The estate, discovered in a major Israel Antiquities Authority excavation ahead of new neighbourhood construction initiated by the Israel Lands Authority, contains a rare inscription, adding to the evidence of once-extensive Samaritan settlement in the area.
“Only God help the beautiful property of Master Adios, amen.” This is the 1,600-year-old inscription found in Israel Antiquities Authority excavations at Tzur Natan on the southern Sharon Plain. The excavations were carried out ahead of new neighborhood construction initiated by the Israel Lands Authority and ended this week.
The inscription, in Greek, was deciphered and translated by Prof. Leah Di Segni of the Hebrew University of Jerusalem. It is dated to the early fifth century CE, the period during which Samaritan settlement reached the height of its power and prosperity in the southern Sharon Plain.
According to Dr. Hagit Torge, director of the excavations on behalf of the Israel Antiquities Authority, “The inscription was discovered in an impressive winepress that was apparently part of the agricultural estate of a wealthy individual called Adios. This is only the second such winepress discovered in Israel with a blessing inscription associated with the Samaritans. The first was discovered a few years ago in Apollonia near Herzliya.”

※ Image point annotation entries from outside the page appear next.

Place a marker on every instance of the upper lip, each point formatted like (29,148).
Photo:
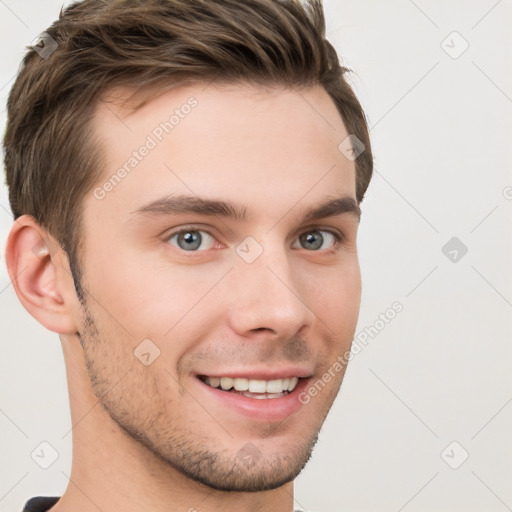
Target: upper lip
(260,373)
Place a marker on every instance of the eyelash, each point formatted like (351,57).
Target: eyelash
(338,238)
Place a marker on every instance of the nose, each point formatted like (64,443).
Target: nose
(267,297)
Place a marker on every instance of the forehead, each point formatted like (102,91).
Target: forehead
(274,145)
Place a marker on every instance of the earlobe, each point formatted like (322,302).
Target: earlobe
(34,261)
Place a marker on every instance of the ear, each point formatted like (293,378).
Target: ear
(39,272)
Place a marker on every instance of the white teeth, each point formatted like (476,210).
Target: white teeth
(270,387)
(241,384)
(226,383)
(213,381)
(257,386)
(275,386)
(293,383)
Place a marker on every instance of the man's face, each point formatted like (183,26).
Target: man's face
(269,296)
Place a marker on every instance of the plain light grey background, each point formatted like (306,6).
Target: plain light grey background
(423,419)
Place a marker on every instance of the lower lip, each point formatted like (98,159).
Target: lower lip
(266,409)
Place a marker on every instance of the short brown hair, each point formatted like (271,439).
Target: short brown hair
(51,161)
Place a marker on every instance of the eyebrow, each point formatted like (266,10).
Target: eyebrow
(175,205)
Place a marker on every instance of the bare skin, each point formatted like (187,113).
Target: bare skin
(155,437)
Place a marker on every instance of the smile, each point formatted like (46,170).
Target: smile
(253,388)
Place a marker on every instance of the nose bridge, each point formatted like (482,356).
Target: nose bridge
(267,293)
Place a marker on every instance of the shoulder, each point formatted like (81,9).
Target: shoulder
(40,503)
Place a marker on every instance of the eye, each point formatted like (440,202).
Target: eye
(191,239)
(314,240)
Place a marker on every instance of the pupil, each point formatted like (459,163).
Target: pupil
(314,239)
(192,240)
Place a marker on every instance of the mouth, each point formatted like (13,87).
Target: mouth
(253,388)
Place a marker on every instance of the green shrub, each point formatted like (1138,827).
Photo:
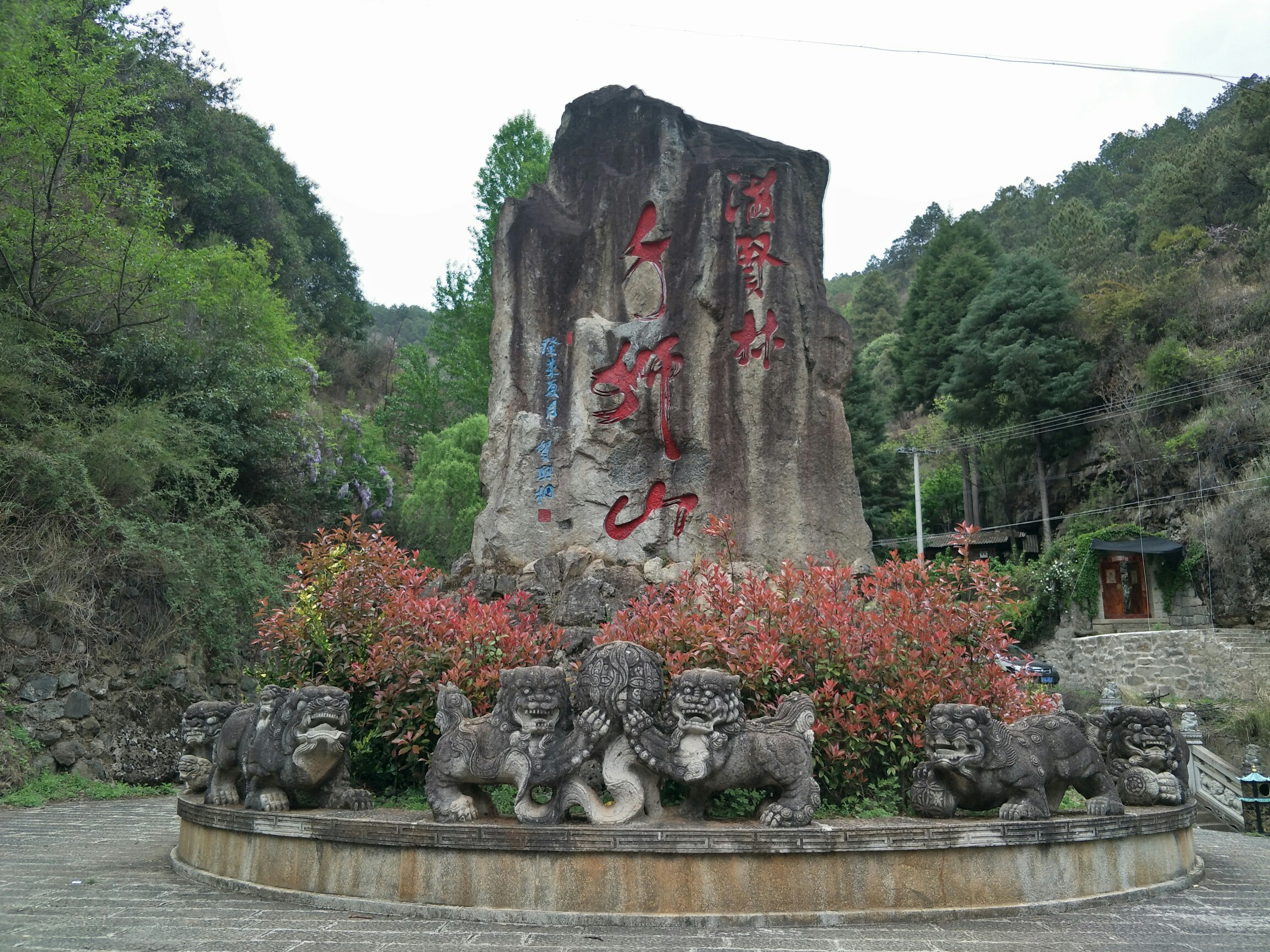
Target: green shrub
(445,499)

Near the winepress the archaeologists discovered stone quarries with rock-cut depressions used for cultivating grapevines, apparently part of Master Adios estate. “Master” was an honorific given to senior members of the community and attests to the high social standing of the owners of the estate,” says Torge. “The location of the winepress is near the top of Tel Tzur Natan, where remains of a Samaritan synagogue were found with another inscription, and reveals Adios’ high status,” she adds.

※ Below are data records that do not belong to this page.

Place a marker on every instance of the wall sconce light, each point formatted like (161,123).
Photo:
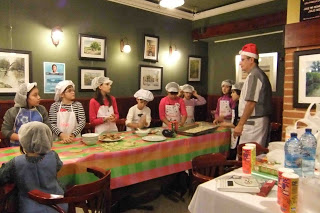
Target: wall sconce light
(56,35)
(125,47)
(175,54)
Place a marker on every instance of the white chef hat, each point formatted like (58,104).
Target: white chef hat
(60,88)
(35,137)
(172,87)
(237,86)
(187,88)
(20,98)
(227,82)
(97,81)
(144,95)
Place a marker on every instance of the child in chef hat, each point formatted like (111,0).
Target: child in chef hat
(66,116)
(139,115)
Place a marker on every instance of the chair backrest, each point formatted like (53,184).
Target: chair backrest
(210,165)
(95,196)
(5,191)
(259,150)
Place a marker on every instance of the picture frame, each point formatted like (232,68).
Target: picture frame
(268,62)
(150,77)
(53,73)
(86,74)
(194,68)
(92,47)
(306,78)
(15,69)
(151,48)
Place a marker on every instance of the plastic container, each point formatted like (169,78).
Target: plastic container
(293,154)
(309,146)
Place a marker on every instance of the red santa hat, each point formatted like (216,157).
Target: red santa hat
(250,50)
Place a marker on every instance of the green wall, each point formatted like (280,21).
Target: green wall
(222,57)
(32,22)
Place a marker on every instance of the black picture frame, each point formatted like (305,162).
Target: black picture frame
(150,77)
(194,68)
(86,51)
(151,48)
(86,74)
(306,78)
(18,61)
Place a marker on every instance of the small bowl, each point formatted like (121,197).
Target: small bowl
(90,138)
(142,132)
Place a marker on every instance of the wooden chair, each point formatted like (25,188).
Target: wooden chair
(259,150)
(5,192)
(208,166)
(95,196)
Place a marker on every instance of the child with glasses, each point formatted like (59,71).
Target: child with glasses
(67,117)
(172,107)
(139,115)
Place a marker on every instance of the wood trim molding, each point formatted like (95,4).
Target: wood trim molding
(302,34)
(261,22)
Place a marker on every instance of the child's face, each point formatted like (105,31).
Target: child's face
(68,94)
(234,96)
(141,103)
(33,98)
(225,89)
(172,95)
(105,88)
(187,95)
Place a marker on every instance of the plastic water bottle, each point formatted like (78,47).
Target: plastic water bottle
(293,154)
(309,146)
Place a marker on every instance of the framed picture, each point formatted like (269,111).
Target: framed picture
(15,69)
(151,48)
(268,62)
(151,77)
(92,47)
(194,68)
(86,74)
(53,73)
(306,78)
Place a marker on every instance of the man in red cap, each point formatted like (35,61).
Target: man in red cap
(255,99)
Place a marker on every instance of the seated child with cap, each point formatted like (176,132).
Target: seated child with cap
(103,109)
(26,108)
(37,168)
(66,116)
(235,94)
(225,103)
(172,107)
(187,91)
(139,115)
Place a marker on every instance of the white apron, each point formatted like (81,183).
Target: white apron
(66,121)
(225,108)
(172,113)
(190,114)
(233,143)
(255,130)
(105,111)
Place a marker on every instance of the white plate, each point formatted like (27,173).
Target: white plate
(154,138)
(110,140)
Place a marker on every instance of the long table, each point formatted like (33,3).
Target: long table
(131,160)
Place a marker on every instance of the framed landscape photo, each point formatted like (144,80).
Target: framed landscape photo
(53,73)
(86,74)
(151,77)
(268,62)
(194,68)
(151,48)
(92,47)
(306,88)
(15,69)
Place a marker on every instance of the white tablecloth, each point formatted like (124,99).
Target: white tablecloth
(208,198)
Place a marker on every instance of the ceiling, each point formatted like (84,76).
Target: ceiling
(193,9)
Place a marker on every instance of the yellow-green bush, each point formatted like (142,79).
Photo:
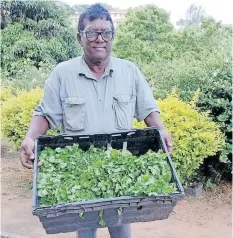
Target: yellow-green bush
(17,110)
(195,136)
(7,92)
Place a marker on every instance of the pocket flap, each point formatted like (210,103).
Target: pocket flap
(75,101)
(124,98)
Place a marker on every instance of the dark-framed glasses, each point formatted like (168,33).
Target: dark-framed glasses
(92,35)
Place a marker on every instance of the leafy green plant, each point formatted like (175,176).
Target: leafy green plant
(100,174)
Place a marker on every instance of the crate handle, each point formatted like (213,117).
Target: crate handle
(84,137)
(68,138)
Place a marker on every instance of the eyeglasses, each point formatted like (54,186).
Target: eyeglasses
(93,35)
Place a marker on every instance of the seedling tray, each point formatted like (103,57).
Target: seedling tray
(70,217)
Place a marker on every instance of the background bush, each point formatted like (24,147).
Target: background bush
(17,112)
(195,136)
(36,35)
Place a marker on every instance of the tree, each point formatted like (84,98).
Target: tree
(138,36)
(34,33)
(194,16)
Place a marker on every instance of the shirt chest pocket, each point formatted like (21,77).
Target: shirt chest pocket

The Tzur Natan Samaritan synagogue was transformed into a church in the sixth century. A compound was discovered nearby in the past, featuring large rooms and spaces for producing wine, oil and flour. In one of these a Pompeian donkey mill was found, used to grind flour and incised with a seven-branch candelabrum.
The inscription in the winepress is additional testimony to once-extensive Samaritan settlement in the southern Sharon Plain during the Byzantine period. The Samaritans were originally brought to this country as part of Assyrian policy and first settled on and around Mount Gerizim. Over the years the population grew and expanded to the southern Sharon Plain among other places. They maintained their special customs and traditions, which resemble Jewish traditions in many aspects. During the Byzantine period the Samaritans revolted against the government in an attempt to maintain their identity. After the revolts the community diminished in size and returned to the Mount Gerizim area. A Samaritan community still lives at Mount Gerizim, as well as in the city of Holon south of Tel Aviv.